Is this undefined behavior optimization legal?

Hi,

I've found a test case where SelectionDAG is doing an undefined behavior
optimization, and I need help determining whether or not this is legal.

Here is the example IR:

define void @test(<4 x i8> addrspace(1)* %out, float %a) {
  %uint8 = fptoui float %a to i8
  %vec = insertelement <4 x i8> <i8 0, i8 0, i8 0, i8 0>, i8 %uint8, i32 0
  store <4 x i8> %vec, <4 x i8> addrspace(1)* %out
  ret void
}

Since %vec is a 32-bit vector, a common way to implement this function on a target
with 32-bit registers would be to zero initialize a 32-bit register to hold
the initial vector and then 'mask' and 'or' the inserted value with the
initial vector. In AMDGPU assembly it would look something like:

v_mov_b32 v0, 0
v_cvt_u32_f32_e32 v1, s0
v_and_b32 v1, v1, 0x000000ff
v_or_b32 v0, v0, v1

The optimization the SelectionDAG does for us in this function, though, ends
up removing the mask operation. Which gives us:

v_mov_b32 v0, 0
v_cvt_u32_f32_e32 v1, s0
v_or_b32 v0, v0, v1

The reason the SelectionDAG is doing this is because it knows that the result
of %uint8 = fptoui float %a to i8 is undefined when the result uses more than
8-bits.
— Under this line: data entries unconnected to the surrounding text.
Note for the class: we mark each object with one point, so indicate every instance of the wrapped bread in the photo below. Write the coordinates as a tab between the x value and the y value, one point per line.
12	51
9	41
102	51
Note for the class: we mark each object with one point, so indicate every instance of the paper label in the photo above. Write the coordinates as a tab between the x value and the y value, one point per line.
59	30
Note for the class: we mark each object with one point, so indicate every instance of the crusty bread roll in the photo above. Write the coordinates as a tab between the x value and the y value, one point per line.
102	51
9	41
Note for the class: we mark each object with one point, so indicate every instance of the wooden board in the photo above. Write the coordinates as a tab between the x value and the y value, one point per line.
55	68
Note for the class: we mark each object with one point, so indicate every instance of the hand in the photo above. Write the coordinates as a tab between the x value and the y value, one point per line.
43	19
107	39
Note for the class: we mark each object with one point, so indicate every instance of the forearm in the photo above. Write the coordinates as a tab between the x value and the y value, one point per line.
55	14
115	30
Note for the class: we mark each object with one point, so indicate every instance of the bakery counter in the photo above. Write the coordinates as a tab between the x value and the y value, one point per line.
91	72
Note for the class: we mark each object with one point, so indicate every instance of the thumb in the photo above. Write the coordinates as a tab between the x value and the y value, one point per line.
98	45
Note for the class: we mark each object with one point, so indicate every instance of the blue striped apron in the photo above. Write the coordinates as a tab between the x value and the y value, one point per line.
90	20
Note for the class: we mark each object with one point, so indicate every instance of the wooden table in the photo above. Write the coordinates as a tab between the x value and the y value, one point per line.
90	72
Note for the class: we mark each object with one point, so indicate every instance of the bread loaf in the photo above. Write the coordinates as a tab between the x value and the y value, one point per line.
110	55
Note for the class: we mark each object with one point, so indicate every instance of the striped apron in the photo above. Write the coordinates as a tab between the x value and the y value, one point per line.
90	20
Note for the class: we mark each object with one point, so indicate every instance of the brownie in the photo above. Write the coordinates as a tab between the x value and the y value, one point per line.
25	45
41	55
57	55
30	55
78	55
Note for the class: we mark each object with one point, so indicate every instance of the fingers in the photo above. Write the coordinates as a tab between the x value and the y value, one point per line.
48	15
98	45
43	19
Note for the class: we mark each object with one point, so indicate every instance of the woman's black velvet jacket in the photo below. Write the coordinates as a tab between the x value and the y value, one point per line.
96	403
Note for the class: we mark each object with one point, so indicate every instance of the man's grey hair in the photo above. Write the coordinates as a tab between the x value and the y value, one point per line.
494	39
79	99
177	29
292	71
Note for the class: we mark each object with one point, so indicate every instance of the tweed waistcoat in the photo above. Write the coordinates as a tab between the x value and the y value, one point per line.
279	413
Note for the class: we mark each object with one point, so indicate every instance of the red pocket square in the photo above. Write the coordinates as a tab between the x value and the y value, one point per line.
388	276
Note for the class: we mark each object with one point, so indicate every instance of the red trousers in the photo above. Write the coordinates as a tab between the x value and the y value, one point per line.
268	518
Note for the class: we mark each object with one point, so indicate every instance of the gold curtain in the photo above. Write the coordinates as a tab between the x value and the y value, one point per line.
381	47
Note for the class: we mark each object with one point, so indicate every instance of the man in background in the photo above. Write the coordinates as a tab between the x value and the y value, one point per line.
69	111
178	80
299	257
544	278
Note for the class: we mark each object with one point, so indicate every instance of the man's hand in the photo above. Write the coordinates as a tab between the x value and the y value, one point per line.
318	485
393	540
So, it assumes that the result will only set the low 8-bits, because
anything else would be undefined behavior and the program would be broken.
This assumption is what causes it to remove the 'and' operation.

So effectively, what has happened here, is that by inserting the result of
an operation with undefined behavior into one lane of a vector, we have
overwritten all the other lanes of the vector.
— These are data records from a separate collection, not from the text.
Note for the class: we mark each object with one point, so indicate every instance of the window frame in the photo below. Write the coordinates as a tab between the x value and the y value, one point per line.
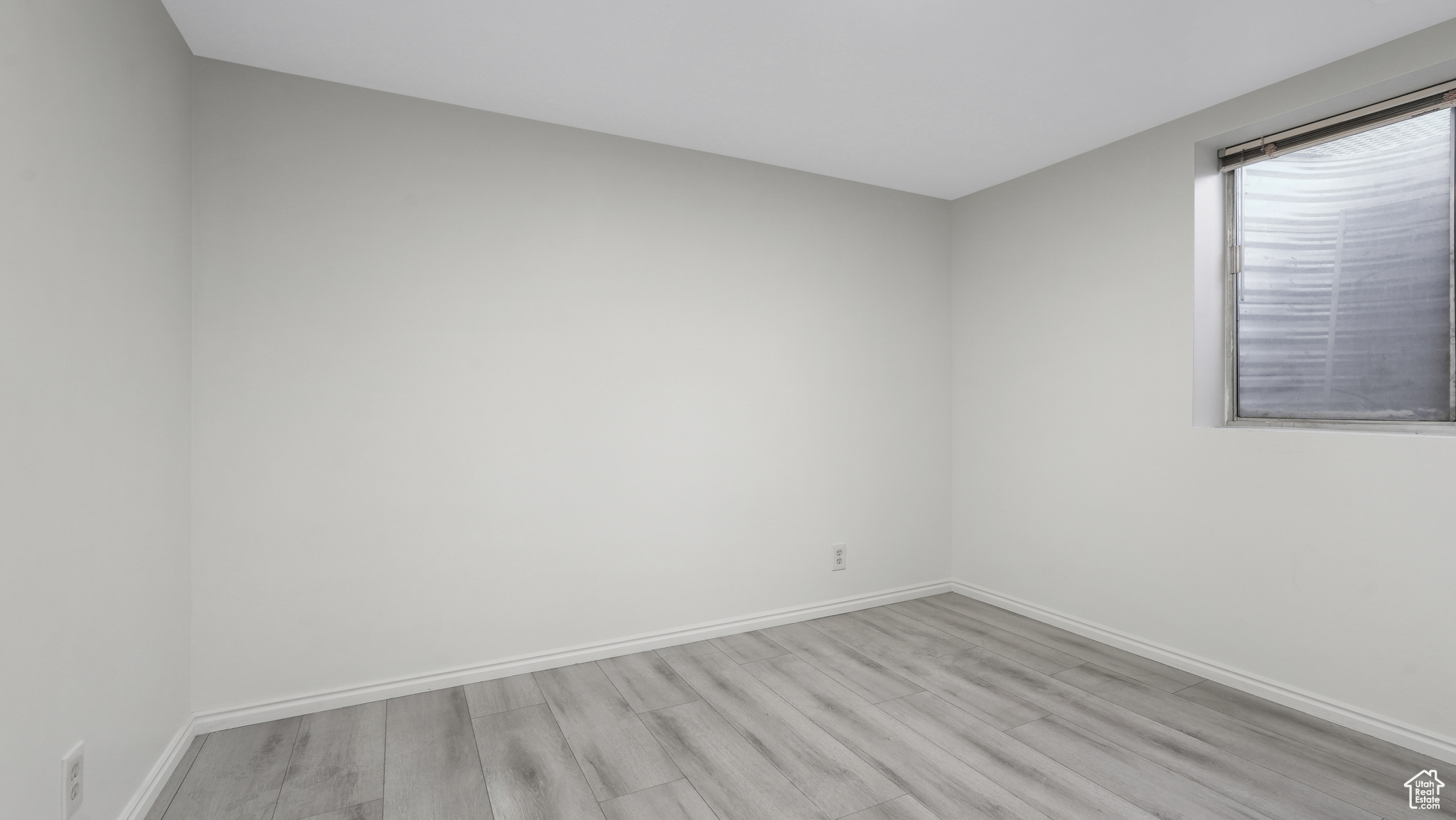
1329	129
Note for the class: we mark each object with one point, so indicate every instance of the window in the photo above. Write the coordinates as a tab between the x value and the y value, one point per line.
1340	297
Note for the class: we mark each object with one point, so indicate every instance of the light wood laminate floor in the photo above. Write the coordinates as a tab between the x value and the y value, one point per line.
943	708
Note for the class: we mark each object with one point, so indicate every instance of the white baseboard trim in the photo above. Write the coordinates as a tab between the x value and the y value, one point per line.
158	777
229	717
1334	711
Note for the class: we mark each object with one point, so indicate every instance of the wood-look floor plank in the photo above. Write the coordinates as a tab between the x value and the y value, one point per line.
899	809
169	790
1086	676
237	774
338	761
1015	647
915	634
1057	792
1132	777
1117	660
432	764
529	770
696	649
614	747
829	774
1273	794
951	682
647	682
933	777
747	647
1351	782
503	695
730	774
1354	746
862	675
669	802
372	810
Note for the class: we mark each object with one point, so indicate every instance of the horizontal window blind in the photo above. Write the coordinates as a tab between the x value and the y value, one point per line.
1344	124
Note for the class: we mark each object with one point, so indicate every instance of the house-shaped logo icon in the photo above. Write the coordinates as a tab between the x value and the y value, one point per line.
1426	790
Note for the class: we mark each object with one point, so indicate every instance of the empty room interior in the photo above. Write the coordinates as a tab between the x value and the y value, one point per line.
665	410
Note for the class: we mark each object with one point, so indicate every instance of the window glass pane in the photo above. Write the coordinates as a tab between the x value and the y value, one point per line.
1344	299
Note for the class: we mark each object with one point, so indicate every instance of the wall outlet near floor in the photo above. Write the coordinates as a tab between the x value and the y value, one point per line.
75	772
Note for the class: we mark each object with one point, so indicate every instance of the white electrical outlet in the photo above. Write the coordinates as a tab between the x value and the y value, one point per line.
75	772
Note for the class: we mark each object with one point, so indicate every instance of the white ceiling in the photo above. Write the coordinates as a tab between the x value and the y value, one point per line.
935	97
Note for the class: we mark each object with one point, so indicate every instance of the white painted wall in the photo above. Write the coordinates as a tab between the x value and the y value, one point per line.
94	397
471	386
1318	560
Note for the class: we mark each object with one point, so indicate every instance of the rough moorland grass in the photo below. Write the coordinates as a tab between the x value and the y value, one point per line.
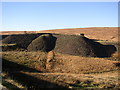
44	43
36	60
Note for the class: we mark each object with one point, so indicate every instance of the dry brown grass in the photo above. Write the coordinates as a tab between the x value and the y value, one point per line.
61	63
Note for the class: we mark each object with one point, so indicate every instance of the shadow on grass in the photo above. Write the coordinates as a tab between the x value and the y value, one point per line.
31	82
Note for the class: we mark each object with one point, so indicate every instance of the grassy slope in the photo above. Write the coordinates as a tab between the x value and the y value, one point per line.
37	61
Is this optimization legal? To me it seems wrong that undefined behavior
in one lane of a vector could affect another lane. However, given that LLVM IR
is SSA and we are technically creating a new vector and not modifying the old
one, then maybe it's OK. I'm just not sure.
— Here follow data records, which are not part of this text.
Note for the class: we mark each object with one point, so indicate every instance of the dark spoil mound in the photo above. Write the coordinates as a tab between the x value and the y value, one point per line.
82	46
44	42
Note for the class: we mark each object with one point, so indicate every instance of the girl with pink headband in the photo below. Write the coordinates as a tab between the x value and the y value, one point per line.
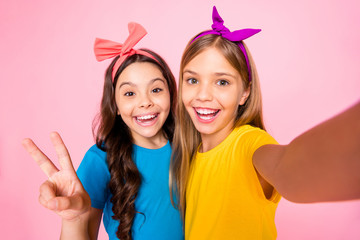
124	176
227	172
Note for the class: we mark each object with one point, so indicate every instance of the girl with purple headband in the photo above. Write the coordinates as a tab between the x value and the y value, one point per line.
124	176
228	173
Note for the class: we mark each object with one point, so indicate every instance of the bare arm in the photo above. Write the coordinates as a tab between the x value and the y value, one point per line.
322	164
64	194
84	227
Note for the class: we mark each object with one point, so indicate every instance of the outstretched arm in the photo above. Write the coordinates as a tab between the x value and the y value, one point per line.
64	194
322	164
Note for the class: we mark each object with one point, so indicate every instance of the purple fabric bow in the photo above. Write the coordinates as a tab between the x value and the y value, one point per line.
237	36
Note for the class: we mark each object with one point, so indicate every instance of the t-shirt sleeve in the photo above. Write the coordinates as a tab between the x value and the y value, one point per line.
256	139
94	174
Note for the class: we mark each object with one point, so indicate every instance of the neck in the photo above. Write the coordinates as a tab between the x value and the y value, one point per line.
154	142
210	141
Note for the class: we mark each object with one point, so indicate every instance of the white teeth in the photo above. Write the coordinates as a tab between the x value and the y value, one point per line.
205	111
146	117
206	117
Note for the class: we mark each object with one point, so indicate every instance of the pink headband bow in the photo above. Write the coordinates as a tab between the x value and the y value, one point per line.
237	36
105	49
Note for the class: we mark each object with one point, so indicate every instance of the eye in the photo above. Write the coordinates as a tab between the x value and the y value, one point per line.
129	94
156	90
192	81
222	82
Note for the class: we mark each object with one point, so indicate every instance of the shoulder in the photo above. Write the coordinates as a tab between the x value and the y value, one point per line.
249	134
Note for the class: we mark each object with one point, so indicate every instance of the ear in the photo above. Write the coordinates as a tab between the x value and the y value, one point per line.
244	96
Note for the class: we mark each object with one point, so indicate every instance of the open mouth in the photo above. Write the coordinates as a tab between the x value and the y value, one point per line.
146	119
206	114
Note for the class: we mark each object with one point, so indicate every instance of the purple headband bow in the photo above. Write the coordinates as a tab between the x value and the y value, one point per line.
237	36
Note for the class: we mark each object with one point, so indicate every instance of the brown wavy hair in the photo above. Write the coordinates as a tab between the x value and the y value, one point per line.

Appreciate any insight people may have.

Thanks,
Tom

From: "Tom Stellard via llvm-dev" <llvm-dev@lists.llvm.org>
To: llvm-dev@lists.llvm.org
Sent: Monday, October 3, 2016 3:51:40 PM
Subject: [llvm-dev] Is this undefined behavior optimization legal?

Hi,

I've found a test case where SelectionDAG is doing an undefined
behavior
optimization, and I need help determining whether or not this is
legal.

Here is the example IR:

define void @test(<4 x i8> addrspace(1)* %out, float %a) {
  %uint8 = fptoui float %a to i8
  %vec = insertelement <4 x i8> <i8 0, i8 0, i8 0, i8 0>, i8 %uint8,
  i32 0
  store <4 x i8> %vec, <4 x i8> addrspace(1)* %out
  ret void
}

Since %vec is a 32-bit vector, a common way to implement this
function on a target
with 32-bit registers would be to zero initialize a 32-bit register
to hold
the initial vector and then 'mask' and 'or' the inserted value with
the
initial vector. In AMDGPU assembly it would look something like:

v_mov_b32 v0, 0
v_cvt_u32_f32_e32 v1, s0
v_and_b32 v1, v1, 0x000000ff
v_or_b32 v0, v0, v1

The optimization the SelectionDAG does for us in this function,
though, ends
up removing the mask operation. Which gives us:

v_mov_b32 v0, 0
v_cvt_u32_f32_e32 v1, s0
v_or_b32 v0, v0, v1

The reason the SelectionDAG is doing this is because it knows that
the result
of %uint8 = fptoui float %a to i8 is undefined when the result uses
more than
8-bits. So, it assumes that the result will only set the low 8-bits,
because
anything else would be undefined behavior and the program would be
broken.
This assumption is what causes it to remove the 'and' operation.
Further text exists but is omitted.